Content originally posted in LPCWare by Pacman on Fri Sep 13 23:12:22 MST 2013
Very nice.
I think there might be another small optimization:
ldr r2,=1<<14
That uses 4 bytes + one instruction.
If you load #1 into for instance r7 instead of r0 in the UART init, you could...
lsls r2,r0,#14
Then you'd save those 4 bytes.
It's very handy to always have a zero and a one in a register (if it can be afforded)
I like that you're using tst r0,r0. =)
You could also place this line...
bl uart0Write
...right before 'main' and then branch to it from your ramloader.* subroutines, then you'd save an instruction each time.
(I've seen 6 places this could be done, saving 5 instructions in total)
You could save one more instruction by placing the movs r0,#'A' right before the bl uart0Write, as #'A' is used twice.

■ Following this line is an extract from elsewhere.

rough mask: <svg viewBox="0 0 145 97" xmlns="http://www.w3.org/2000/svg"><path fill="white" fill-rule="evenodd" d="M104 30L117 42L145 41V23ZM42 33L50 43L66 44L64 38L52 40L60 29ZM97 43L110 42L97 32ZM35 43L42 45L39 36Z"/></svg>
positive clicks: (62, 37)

The 4 of these in the address-reader...
bl uart0Read
orrs r6,r6,r0
rors r6,r6,r1
...could be reduced by...
getb:orrs r6,r6,r0
rors r6,r6,r1
b uart0Read
...and then calling 'getb' a few times:
bl uart0Read@ LSB
bl getb
bl getb@ MSB
bl getb
(It would be possible to save an extra instruction (movs #0,r6) if the address was transmitted in big endian instead of little endian, but you probably don't want to break compatibility). That could be done by using lsls instead of rors before inserting the byte.
This line in ramloader.execute...
ldr r0,=0xFFFFFFFF
...can definitely also save 2 bytes by...
movs r0,#0
subs r0,r0,#1
...but since r0 is already 0, you only need subs r0,r0,#1
That could be saved too, by changing the bne to a bhi
-So that would be 6 bytes saved in total. ;)
Of course I haven't seen all the possible optimizations; there's probably still plenty possible, and there might be some that you don't want to do (if using this last one mentioned, you'd have to be careful if changing the code).
Byte-reduction optimization is fun; I've done a lot of it when space was tight or I just wanted to reduce some memory-usage to the bare minimum.